The true potential of blockchain technology will become apparent only once distributed ledger technology attains general adoption, which the authors anticipate may take “many years, or possibly decades.” As such, the authors conclude that one cannot predict the industries in which bitcoin and blockchain technology will have the greatest impact.

Price volatility and scaling issues frequently raise concerns about the suitability of Bitcoin as a payment instrument, bitcoin is described as a “novel technology” that allows the “storage and transfer of monetary units without the need for a central authority.

The article states that:

The Bitcoin creators’ intention was to develop a decentralized cash-like electronic payment
system. In this process, they faced the fundamental challenge of how to establish and transfer

digital property rights of a monetary unit without a central authority. They solved this challenge
by inventing the Bitcoin Blockchain. This novel technology allows us to store and transfer a
monetary unit without the need for a central authority, similar to cash.

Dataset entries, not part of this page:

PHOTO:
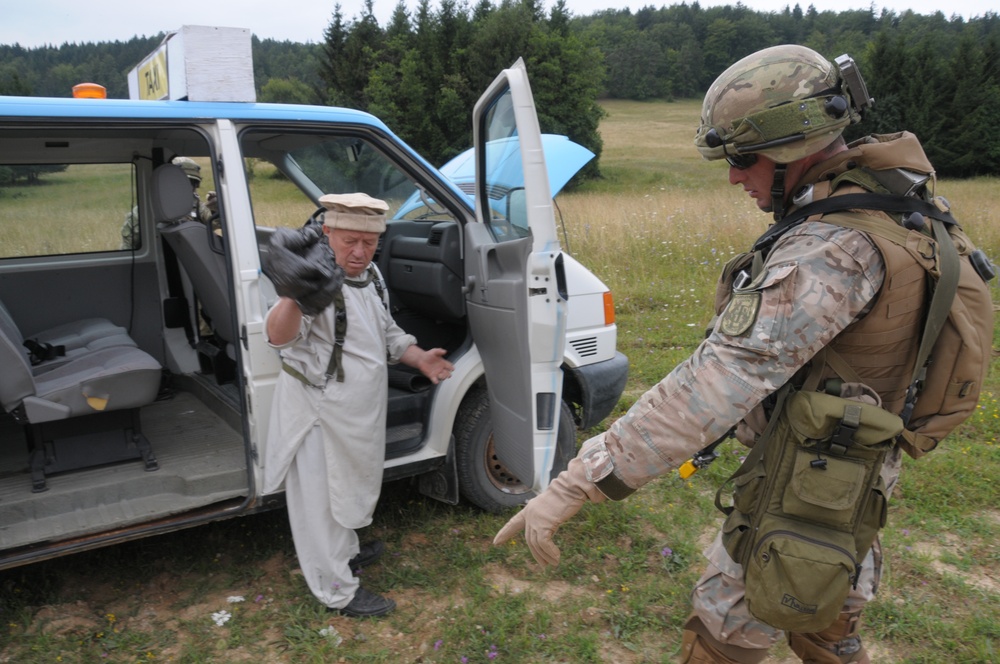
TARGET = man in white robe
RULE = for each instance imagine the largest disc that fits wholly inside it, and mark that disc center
(327, 432)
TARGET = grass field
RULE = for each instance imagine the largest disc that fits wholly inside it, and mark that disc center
(657, 228)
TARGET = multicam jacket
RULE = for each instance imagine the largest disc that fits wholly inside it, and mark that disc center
(817, 281)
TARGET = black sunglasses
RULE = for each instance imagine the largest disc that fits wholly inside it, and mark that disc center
(741, 161)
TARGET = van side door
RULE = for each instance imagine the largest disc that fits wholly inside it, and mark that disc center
(515, 283)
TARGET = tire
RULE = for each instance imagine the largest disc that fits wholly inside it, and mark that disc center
(483, 480)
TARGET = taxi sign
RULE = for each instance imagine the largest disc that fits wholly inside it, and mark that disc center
(153, 81)
(197, 63)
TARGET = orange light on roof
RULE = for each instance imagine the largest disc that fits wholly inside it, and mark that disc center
(89, 91)
(609, 308)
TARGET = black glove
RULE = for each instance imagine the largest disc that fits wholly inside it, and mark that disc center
(301, 265)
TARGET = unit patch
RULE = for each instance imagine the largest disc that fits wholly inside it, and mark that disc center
(740, 314)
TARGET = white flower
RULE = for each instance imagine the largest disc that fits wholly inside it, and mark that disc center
(330, 632)
(221, 618)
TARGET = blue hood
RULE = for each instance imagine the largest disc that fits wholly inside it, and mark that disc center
(563, 160)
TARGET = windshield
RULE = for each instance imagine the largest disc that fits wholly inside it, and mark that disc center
(296, 168)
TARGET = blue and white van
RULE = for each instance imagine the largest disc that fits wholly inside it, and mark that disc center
(136, 379)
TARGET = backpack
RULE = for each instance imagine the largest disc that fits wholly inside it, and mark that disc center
(807, 504)
(809, 500)
(956, 345)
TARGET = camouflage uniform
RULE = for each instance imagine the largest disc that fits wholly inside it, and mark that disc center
(816, 281)
(131, 238)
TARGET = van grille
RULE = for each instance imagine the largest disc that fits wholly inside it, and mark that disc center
(585, 347)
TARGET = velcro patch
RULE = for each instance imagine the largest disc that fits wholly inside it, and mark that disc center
(741, 313)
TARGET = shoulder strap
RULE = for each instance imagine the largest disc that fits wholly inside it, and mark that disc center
(865, 201)
(757, 451)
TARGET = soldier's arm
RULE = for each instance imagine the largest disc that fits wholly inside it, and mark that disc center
(812, 287)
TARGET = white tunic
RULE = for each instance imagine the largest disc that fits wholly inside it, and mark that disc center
(350, 415)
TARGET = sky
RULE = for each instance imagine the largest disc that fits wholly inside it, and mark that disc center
(33, 23)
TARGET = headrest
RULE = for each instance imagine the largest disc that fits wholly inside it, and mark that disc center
(171, 193)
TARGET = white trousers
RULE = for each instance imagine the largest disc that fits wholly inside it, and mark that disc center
(324, 547)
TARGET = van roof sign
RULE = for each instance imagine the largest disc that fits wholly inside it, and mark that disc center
(197, 63)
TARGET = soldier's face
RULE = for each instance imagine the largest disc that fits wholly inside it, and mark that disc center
(756, 181)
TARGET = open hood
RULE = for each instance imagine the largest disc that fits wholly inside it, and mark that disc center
(563, 159)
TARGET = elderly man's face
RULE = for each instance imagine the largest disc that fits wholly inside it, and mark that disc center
(354, 249)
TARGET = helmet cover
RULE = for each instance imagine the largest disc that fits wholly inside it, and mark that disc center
(785, 102)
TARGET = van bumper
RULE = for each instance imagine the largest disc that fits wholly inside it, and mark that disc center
(596, 388)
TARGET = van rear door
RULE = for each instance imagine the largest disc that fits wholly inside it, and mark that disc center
(515, 283)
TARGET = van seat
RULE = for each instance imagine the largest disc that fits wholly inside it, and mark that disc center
(200, 252)
(82, 413)
(58, 345)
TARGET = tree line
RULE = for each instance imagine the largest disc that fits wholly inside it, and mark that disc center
(936, 76)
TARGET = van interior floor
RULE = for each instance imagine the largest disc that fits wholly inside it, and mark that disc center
(201, 458)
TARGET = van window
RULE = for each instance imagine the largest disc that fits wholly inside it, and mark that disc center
(55, 209)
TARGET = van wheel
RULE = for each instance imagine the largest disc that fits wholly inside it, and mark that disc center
(483, 479)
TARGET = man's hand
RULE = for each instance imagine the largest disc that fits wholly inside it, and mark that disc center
(544, 513)
(301, 265)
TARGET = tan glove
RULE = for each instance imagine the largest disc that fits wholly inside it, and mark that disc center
(544, 513)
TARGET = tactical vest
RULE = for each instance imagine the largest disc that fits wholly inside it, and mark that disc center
(881, 349)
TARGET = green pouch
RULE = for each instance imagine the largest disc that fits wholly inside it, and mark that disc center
(806, 511)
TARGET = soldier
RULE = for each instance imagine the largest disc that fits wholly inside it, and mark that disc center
(777, 118)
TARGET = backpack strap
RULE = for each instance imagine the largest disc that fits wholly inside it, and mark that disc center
(866, 201)
(944, 288)
(757, 451)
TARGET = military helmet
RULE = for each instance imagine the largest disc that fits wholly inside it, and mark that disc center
(785, 102)
(190, 168)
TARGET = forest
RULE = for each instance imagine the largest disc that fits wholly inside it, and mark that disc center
(936, 76)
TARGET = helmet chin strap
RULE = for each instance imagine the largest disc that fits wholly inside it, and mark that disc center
(778, 191)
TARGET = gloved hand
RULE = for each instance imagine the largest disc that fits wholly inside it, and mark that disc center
(301, 265)
(544, 513)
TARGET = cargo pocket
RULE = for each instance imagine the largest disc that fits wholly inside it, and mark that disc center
(754, 315)
(824, 488)
(797, 582)
(872, 519)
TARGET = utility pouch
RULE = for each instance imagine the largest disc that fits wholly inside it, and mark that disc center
(807, 505)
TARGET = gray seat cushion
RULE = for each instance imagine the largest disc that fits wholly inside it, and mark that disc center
(106, 379)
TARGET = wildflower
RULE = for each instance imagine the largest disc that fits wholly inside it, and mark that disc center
(221, 618)
(330, 632)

Price volatility and scaling issues frequently raise concerns about the suitability of Bitcoin
as a payment instrument. As an asset, however, Bitcoin and alternative blockchain-based
tokens should not be neglected. The innovation makes it possible to represent digital property
without the need for a central authority. This can lead to the creation of a new asset class that
can mature into a valuable portfolio diversification instrument. Moreover, blockchain technology
provides an infrastructure that enables numerous applications. Promising applications
include using colored coins, smart contracts, and the possibility of using fingerprints to secure
the integrity of data files in a blockchain, which may bring change to the world of finance
and to many other sectors


They pointed out main risk concerns about blockchain tehnology:

  •  Forks

    As discussed in Section 1.8, the Bitcoin protocol can be altered if the network participants,
    or at least a sufficient number of them, agree on the suggested modification. It can happen
    (and in fact has happened) that a blockchain splits because various groups cannot agree about
    a modification. A split that persists is referred to as a “fork.” The two best examples
    of persistent splits are the Bitcoin Cash fork and Ethereum’s ideological dissent, which resulted
    in the split to Ethereum and Ethereum Classic

  • Energy Wastage

    Proof-of-work mining is expensive, as it uses a great deal of energy. There are those that
    criticize Bitcoin and assert that a centralized accounting system is more efficient because consensus
    can be attained without the allocation of massive amounts of computational power.
    From our perspective, however, the situation is not so clear-cut. Centralized payment systems
    are also expensive. Besides infrastructure and operating costs, one would have to calculate
    the explicit and implicit costs of a central bank. Salary costs should be among the
    explicit costs and the possibility of fraud in the currency monopoly among the implicit costs.
    Moreover, many cryptoassets use alternative consensus protocols, which do not (solely) rely
    on computational resources.

  • Bitcoin Price Volatility

    The price of Bitcoin is highly volatile. This leads us to the question of whether the rigid
    predetermined supply of Bitcoin is a desirable monetary policy in the sense that it leads to a
    stable currency. The answer is no because the price of Bitcoin also depends on aggregate demand.
    If a constant supply of money meets a fluctuating aggregate demand, the result is fluctuating

    In government-run fiat currency systems, the central bank aims to adjust the money
    supply in response to changes in aggregate demand for money in order to stabilize the price
    level. In particular, the Federal Reserve System has been explicitly founded “to provide an
    elastic currency” to mitigate the price fluctuations that arise from changes in the aggregate
    demand for the U.S. dollar. Since such a mechanism is absent in the current Bitcoin protocol, it
    is very likely that the Bitcoin unit will display much higher short-term price fluctuations than
    many government-run fiat currency units.

It looks like USA and Federal Reserve the ”puppet master” is getting on the cryptocurrency train. That is good news for the  regulations part, but you never know what are they up to this is Federal Reserve we are talking about.